The cover may look familiar to some as the author Lindy Wildsmith released this back at the latter end of last year. And I’ll hold my hands up, I’m late into the party when I promised to take a look at this. The aforementioned reason perhaps, as essentially I’ll be raking in some ideas that Lindy has published, and wishing I could recreate for the crowds in Manchester. Intrigue has got the better of me though as the aspect of DIY liquids has become a hot topic in the last few years between both bartenders and customers.
So lets take a look.
Lindy herself runs a venue named ‘The Chef’s Room’ in Wales, specialising in British country cooking and Italian regional food, a passion she picked up after living in Rome for several years. This sentence alone sets the tone of the recipes and ideas. Italy is seen as on of the countries that originates the combination of herbs, elixirs and fruits, while Britain gives the simplicity to the recipes which make them stand out for all to re-create. Take her ideas for cordials and soft drinks. The first recipe is a ‘Italian lime siroppo‘, a modern take on a 1696 idea, and is essentially 5 limes, and a 2:1 ratio of water to sugar. You couldn’t start with a simpler Italian/British combination! Grenadine, ginger, lemon barley and spiced blackberry are all covered, as are some of the more intriguing bases including raspberry vinegar, rosehip syrup and syrop de menthe (mint).

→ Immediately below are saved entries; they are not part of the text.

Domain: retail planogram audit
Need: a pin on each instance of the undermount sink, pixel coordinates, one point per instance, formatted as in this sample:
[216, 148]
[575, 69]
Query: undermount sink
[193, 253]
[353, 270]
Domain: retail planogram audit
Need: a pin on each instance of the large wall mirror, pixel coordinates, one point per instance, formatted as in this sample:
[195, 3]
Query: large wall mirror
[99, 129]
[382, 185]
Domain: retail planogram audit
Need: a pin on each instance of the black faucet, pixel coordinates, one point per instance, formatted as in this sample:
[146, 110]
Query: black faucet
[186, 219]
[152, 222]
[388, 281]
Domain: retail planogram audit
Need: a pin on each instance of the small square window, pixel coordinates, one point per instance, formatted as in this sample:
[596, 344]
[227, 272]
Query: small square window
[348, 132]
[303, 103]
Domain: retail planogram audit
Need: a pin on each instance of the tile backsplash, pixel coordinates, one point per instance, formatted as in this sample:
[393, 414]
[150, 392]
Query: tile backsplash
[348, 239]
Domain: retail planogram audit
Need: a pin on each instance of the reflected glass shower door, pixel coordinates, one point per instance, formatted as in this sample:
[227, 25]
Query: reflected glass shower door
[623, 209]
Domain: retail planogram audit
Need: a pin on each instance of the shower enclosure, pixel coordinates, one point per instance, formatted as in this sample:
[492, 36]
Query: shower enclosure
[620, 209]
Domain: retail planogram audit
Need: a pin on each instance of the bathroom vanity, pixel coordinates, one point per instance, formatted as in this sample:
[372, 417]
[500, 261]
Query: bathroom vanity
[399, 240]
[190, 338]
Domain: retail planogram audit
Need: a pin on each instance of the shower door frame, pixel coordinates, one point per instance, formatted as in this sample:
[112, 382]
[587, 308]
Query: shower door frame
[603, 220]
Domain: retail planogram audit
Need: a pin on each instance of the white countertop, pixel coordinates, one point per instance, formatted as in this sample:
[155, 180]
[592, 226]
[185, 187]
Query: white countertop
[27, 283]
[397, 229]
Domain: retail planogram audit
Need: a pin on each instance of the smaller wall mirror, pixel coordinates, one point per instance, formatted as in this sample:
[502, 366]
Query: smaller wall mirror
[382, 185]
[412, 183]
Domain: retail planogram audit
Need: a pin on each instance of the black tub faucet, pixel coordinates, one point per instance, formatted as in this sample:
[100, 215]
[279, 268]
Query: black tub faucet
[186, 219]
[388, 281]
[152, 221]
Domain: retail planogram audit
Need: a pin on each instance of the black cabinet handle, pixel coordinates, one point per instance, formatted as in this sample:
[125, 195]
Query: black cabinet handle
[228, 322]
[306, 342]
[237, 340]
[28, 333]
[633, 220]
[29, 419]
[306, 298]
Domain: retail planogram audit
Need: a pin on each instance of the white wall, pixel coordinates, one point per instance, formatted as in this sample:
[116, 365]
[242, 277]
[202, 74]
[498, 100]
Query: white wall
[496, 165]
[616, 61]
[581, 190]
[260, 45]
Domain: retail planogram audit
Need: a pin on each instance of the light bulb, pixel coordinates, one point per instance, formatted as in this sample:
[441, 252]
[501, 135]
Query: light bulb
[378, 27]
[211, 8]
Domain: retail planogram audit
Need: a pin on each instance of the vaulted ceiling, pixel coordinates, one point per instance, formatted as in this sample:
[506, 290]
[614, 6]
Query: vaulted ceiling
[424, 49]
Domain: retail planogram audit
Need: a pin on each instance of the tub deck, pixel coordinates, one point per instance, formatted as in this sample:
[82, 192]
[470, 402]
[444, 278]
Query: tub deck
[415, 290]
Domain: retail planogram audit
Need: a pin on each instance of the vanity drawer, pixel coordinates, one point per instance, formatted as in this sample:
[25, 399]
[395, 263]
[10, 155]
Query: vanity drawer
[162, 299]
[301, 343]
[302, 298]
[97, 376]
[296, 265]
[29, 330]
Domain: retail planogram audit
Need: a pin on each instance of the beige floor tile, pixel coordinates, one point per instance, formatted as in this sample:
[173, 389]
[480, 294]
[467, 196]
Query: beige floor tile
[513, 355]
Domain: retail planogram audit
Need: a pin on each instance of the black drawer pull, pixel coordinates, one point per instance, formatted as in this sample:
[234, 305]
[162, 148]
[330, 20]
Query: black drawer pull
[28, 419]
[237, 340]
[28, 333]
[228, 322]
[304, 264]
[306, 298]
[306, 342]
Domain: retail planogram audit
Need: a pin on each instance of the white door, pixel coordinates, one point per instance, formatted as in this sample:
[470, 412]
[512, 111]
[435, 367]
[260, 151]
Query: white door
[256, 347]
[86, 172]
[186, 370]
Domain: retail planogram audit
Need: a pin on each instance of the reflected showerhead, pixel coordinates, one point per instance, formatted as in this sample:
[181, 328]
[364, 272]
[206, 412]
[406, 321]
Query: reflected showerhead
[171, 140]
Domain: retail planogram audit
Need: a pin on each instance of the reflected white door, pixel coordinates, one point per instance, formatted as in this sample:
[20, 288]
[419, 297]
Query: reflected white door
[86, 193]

It’s not just your usual syrups that Lindy covers though. she dives into the likes of beer, cider and perry, wine, digestifs, punches and cocktails, as well as dabbling with non alcohol versions of sparkling, soft drinks and elegant mocktails. Her mocktails, for example, utilise her previous recipes, including one for a ‘Prohibition’ cocktail. Home-made apple juice combines with syrop de menthe and egg for a truly unique drink for an evening. I’m sure there’s no better feeling when you blend two home-made creations to make one truly artisan drink!
it’s not just your usual fruits and herbs that get a shoe-in within the book though. The last chapter dives into the teas, tisanes and spicy brews, something that has grown with fascination these last few years. Examples include ‘herb garden tisanes‘ using thyme, sweet cicely and borage amongst others, or ‘hot tangerine and nutmeg chocolate’ that will surely blow away your usual supermarket mix. While flicking through though, you can’t help but notice some stunning photography skills which really make each recipe hit with impact. Photographer Kevin Summers is a 20 year veteran, working with the likes of Delia Smith and Nigel Slater, and has produced some amazing shots of all aspects of recipe production.
I’m glad I plucked up the courage to open up and have a read. A recipe book essentially, and one that has now filled me with ideas for that opening night. The recipes are simple and I’m sure incredibly effective, and it seems that there is a finished product that would work for just about any palate. Variation is key these days, and Lindy has got it spot on. Grab a copy and take a look for yourself. I suppose though that I can only guess at the moment that her recipes will stand up to others who have come before her.
Give it a year and I’ll let you know.